ShiftSpace: a new internet
ShiftSpace is a brilliant concept: an open-source layer built on top of the existing websites that lets you reorganize and recontextualize information with several handy editing tools. Immediately I think of what a time-saver this would have been for those countless university research papers, now that the internet has almost completely replaced the library as our primary reference source.

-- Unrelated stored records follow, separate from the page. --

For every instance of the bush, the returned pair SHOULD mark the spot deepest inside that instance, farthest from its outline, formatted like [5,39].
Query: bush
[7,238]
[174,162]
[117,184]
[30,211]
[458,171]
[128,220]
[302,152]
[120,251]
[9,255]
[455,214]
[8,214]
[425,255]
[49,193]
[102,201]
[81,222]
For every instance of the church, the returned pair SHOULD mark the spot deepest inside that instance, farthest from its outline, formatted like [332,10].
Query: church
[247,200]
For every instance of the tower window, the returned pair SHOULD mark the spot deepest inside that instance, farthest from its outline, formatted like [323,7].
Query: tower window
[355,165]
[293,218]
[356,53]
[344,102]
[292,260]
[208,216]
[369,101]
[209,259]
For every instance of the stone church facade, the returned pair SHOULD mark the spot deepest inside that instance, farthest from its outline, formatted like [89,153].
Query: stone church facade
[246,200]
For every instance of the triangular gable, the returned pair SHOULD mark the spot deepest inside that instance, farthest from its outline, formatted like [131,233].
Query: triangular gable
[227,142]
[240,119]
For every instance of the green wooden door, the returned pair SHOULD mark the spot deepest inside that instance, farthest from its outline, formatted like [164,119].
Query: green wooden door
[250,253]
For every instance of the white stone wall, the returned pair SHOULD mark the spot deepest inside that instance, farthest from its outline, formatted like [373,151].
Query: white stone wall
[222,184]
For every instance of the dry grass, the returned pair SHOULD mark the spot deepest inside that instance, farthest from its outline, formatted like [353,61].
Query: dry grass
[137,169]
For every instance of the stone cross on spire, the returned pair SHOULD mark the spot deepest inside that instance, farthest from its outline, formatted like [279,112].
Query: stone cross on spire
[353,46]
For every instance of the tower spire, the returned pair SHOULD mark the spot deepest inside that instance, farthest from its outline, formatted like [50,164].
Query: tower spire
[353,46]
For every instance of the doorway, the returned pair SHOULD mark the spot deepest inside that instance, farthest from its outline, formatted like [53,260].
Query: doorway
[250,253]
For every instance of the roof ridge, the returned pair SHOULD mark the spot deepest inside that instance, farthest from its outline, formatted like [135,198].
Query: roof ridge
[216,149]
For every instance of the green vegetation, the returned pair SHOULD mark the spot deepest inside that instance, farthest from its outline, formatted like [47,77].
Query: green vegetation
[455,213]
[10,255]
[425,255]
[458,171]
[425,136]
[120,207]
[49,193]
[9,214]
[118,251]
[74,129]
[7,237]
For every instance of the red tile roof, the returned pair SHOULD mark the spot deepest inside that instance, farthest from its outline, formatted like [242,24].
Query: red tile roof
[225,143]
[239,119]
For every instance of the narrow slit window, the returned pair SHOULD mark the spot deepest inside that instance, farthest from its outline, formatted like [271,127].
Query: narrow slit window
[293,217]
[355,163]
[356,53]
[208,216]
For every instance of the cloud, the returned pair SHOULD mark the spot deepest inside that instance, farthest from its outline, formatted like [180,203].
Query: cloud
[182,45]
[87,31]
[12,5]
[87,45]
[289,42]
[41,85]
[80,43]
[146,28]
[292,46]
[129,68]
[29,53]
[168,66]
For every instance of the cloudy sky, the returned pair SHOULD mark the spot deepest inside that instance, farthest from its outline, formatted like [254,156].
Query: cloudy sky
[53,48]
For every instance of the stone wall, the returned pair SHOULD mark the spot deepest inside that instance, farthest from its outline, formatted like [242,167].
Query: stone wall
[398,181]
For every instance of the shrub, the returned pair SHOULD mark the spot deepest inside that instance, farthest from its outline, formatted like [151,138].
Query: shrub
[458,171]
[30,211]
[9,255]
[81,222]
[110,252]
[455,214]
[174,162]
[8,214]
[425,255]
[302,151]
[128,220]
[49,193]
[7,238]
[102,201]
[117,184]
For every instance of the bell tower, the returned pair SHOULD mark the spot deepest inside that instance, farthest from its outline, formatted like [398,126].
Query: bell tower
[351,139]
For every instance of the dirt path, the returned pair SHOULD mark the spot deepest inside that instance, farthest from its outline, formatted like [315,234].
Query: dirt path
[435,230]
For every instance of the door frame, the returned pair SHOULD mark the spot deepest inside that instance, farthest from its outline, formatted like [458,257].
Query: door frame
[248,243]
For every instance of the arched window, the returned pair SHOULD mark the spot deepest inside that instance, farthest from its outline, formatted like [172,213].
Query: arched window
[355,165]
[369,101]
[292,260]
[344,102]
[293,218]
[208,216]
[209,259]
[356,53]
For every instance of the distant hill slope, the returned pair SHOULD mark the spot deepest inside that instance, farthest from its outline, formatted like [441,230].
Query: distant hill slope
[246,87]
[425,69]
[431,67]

With ShiftSpace you can reorganize the seemingly endless content on the net into a more manageable community web of information.

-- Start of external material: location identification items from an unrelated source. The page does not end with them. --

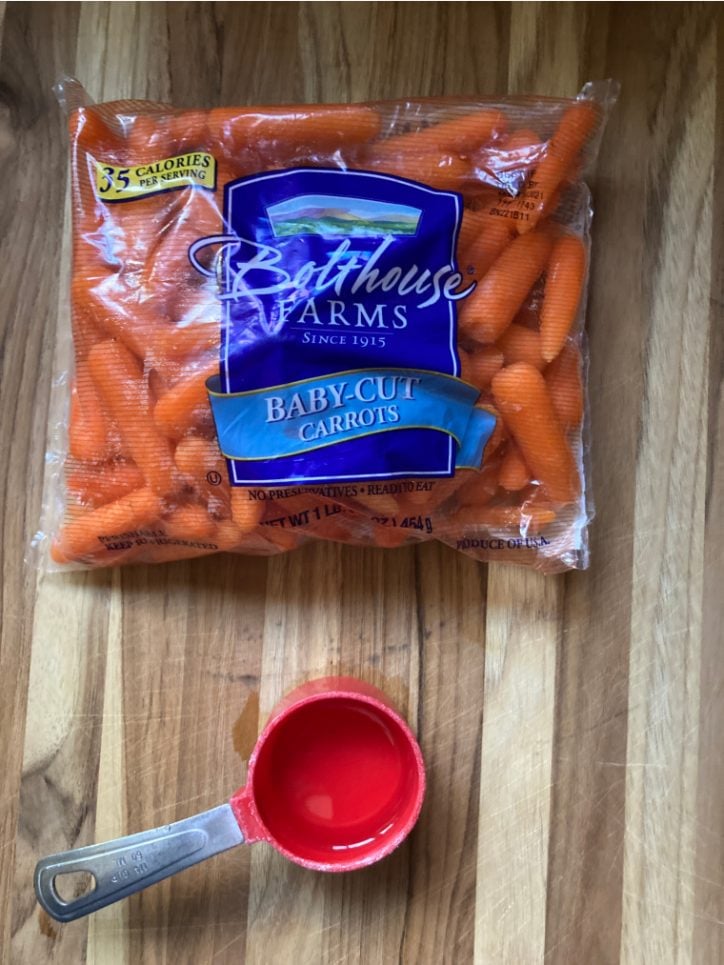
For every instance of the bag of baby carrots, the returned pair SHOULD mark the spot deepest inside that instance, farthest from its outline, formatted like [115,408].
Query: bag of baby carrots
[355,322]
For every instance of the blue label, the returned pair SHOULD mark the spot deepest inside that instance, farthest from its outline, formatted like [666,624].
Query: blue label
[338,357]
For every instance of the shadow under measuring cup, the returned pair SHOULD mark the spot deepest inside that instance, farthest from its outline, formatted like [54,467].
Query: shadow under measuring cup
[336,782]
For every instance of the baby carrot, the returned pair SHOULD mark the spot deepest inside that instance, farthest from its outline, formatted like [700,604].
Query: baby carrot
[96,484]
[178,341]
[119,379]
[521,395]
[82,535]
[480,365]
[442,171]
[471,224]
[486,313]
[322,126]
[487,245]
[461,134]
[482,486]
[563,378]
[189,522]
[514,473]
[89,430]
[186,404]
[521,519]
[562,294]
[521,344]
[196,457]
[499,433]
[562,150]
[245,512]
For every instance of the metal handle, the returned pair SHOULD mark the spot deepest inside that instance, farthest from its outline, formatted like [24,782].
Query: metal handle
[127,865]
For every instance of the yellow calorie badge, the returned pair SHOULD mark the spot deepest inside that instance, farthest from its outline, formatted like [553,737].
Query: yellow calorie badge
[196,170]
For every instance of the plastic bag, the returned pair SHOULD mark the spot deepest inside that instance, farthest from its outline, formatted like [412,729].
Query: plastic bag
[360,322]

From the ShiftSpace website:
…control over how users interact online has given us largely centralized and closed systems. The web has followed the physical transformation of the city’s social center from the (public) town square to the (private) mall. ShiftSpace attempts to subvert this trend by providing a new public space on the web.
…a ShiftSpace user can invoke a new meta layer above any web page to browse and create additional interpretations, contextualizations and interventions – which we call Shifts. Users can choose between several authoring tools we’re working to develop – which we call Spaces. Some are utilitarian (like Notes and Highlights) and some are more interventionist (like ImageSwap and SourceShift). Users will be invited to map these shifts into Trails. These trails can be used for collaborative research, curating netart exhibitions or as platforms for context-based public debates.
Think a little further and a whole host of professionals could benefit from these tools. Bloggers can find and connect related information and commentary much quicker and easier by highlighting relevant text, and leaving notes and trails to further reading. Designers can pool together inspirational artwork, and swap images to make the web their own customized inspirational resource. Coders can can reference tutorials, post code snippets, or manually alter or insert new html source code to hack together their own interpretations of existing sites, or to combine resources. There’s no end to what’s possible. Plus, with an entire community soon to be Shifting the web, heaps of other Shifts are available for you to view, enabling you take advantage of the clipping, highlighting, note taking, and code shifting that others have done.
Even if this concept seems a bit overwhelming, take a look at some of the videos they have outlining the main features, and you may just be inspired to Shift a little yourself. Getting started is a Firefox extension away.